In the embodiment of structure 10 previously described, buoyancy is
primarily provided by upper module 20 (e.g., air 16 in chambers 26,
27). Some buoyancy is also provided by modules 41 (e.g., air 16 in
chambers 44). However, in other embodiments, buoyancy may be
provided by a plurality of circumferentially spaced buoyancy cans
coupled to the upper portion of the structure (e.g., module 20 of
structure 10). In yet other embodiments, stem 40 may be replaced
with an elongate truss frame. Such a truss frame is generally
transparent to currents and waves, and thus, reduces loads on the
production structure, but adds weight and does not provide any
buoyancy. Accordingly, in such embodiments, the upper module (e.g.,
module 20) and/or buoyancy cans are relied on to provide sufficient
buoyancy to the production structure.
In the manner described, embodiments described herein provide a
height adjustable offshore structure 10 that may be used in depths
greater than those to which jackup platforms and fixed platforms
may be used. Further, since embodiments of structure 10 described
herein include a single point mooring and adjustable buoyancy, they
may be moved from location-to-location with relative ease and low
expense.
While preferred embodiments have been shown and described,
modifications thereof can be made by one skilled in the art without
departing from the scope or teachings herein. The embodiments
described herein are exemplary only and are not limiting. Many
variations and modifications of the systems, apparatus, and
processes described herein are possible and are within the scope of
the invention. For example, the relative dimensions of various
parts, the materials from which the various parts are made, and
other parameters can be varied.

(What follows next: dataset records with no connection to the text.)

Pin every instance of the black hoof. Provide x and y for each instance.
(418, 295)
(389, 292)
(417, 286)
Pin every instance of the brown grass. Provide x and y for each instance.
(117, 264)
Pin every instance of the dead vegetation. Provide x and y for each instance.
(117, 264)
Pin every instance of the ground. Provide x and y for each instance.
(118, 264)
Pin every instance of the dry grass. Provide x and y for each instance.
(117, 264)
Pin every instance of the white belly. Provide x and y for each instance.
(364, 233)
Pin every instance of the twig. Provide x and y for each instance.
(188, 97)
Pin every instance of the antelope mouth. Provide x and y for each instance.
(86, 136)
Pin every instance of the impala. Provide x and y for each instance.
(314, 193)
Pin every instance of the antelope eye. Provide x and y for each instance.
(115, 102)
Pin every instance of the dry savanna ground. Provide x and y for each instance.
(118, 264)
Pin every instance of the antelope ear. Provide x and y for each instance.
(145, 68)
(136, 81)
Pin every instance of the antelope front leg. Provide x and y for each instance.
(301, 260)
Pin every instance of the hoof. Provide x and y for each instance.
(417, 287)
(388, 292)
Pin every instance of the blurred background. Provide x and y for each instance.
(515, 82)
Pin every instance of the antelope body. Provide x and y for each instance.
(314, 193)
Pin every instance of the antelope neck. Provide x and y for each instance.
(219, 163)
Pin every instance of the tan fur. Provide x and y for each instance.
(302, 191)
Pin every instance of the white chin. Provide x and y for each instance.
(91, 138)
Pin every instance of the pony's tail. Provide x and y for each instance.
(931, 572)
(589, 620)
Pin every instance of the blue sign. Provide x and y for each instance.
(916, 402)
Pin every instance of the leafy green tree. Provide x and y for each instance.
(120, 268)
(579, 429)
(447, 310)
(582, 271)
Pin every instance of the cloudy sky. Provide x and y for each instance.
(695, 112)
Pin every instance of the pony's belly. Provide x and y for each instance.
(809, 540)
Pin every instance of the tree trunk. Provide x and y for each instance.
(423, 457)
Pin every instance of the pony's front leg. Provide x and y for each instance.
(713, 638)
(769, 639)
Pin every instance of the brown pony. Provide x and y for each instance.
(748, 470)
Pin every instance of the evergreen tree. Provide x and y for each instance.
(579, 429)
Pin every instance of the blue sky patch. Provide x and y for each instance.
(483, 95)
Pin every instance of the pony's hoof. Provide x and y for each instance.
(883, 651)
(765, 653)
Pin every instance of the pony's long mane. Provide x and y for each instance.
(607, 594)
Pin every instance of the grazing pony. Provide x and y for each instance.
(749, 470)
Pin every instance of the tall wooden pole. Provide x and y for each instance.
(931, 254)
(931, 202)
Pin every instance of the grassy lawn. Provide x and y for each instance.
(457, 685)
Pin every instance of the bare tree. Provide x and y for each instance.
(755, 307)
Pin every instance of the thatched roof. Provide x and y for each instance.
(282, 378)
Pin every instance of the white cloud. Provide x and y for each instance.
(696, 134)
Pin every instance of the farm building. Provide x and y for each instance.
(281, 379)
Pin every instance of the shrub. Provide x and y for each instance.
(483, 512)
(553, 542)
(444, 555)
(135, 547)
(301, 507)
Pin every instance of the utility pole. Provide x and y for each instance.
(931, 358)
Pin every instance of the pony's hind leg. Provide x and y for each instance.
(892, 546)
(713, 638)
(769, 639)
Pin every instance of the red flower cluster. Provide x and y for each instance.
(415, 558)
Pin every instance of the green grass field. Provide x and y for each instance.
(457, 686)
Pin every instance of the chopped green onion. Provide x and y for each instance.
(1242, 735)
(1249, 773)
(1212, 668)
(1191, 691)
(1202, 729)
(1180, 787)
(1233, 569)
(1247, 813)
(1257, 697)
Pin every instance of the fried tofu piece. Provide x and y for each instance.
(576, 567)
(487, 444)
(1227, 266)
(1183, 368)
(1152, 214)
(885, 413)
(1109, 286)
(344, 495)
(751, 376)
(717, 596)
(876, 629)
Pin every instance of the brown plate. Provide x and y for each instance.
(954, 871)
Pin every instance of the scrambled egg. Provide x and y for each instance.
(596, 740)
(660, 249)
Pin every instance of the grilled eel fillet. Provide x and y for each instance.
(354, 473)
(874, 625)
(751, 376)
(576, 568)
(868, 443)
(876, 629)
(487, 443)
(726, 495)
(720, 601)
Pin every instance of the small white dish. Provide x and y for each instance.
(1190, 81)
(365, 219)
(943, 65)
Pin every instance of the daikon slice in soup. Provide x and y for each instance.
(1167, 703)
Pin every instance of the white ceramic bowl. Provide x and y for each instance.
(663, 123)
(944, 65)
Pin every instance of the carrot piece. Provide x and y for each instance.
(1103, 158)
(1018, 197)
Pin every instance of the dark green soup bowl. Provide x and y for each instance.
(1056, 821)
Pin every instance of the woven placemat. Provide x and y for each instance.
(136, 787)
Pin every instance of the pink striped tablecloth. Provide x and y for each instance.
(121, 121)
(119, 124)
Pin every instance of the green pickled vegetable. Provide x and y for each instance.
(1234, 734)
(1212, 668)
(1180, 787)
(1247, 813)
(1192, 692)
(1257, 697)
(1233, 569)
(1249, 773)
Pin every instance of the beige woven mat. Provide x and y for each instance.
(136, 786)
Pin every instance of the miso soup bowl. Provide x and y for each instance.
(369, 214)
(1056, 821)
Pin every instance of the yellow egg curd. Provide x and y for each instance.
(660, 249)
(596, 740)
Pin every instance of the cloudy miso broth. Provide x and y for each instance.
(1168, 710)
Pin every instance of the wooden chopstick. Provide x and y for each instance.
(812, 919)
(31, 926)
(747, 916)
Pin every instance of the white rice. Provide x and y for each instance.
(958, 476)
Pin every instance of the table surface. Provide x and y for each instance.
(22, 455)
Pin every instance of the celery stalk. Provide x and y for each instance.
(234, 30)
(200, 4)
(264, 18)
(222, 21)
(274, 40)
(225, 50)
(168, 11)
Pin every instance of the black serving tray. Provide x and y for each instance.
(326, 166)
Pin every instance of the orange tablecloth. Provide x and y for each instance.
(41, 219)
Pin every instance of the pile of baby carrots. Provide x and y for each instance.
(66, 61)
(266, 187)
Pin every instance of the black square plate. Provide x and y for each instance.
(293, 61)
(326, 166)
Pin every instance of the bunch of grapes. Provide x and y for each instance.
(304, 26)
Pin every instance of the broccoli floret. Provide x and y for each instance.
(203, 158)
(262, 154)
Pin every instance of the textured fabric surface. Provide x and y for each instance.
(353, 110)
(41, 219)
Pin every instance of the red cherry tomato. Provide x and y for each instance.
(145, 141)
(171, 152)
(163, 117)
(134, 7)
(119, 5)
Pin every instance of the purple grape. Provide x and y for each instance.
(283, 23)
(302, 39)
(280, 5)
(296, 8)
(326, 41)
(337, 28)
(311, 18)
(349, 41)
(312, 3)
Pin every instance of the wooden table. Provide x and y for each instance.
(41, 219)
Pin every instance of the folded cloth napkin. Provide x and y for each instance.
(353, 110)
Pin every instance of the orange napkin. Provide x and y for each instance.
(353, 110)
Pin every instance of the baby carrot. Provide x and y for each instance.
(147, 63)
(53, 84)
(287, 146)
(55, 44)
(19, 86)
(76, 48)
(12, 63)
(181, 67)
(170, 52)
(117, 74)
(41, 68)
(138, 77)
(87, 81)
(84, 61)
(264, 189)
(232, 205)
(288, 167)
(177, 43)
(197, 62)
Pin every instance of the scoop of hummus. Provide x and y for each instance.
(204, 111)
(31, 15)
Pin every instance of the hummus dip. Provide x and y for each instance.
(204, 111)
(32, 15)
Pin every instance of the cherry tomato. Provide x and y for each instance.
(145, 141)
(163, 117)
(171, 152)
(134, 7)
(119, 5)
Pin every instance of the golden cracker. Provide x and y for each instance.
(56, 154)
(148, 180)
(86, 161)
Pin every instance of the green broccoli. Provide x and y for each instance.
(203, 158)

Accordingly, the scope of
protection is not limited to the embodiments described herein, but
is only limited by the claims that follow, the scope of which shall
include all equivalents of the subject matter of the claims. Unless
expressly stated otherwise, the steps in a method claim may be
performed in any order. The recitation of identifiers such as (a),
(b), (c) or (1), (2), (3) before steps in a method claim are not
intended to and do not specify a particular order to the steps, but
rather are used to simply subsequent reference to such steps.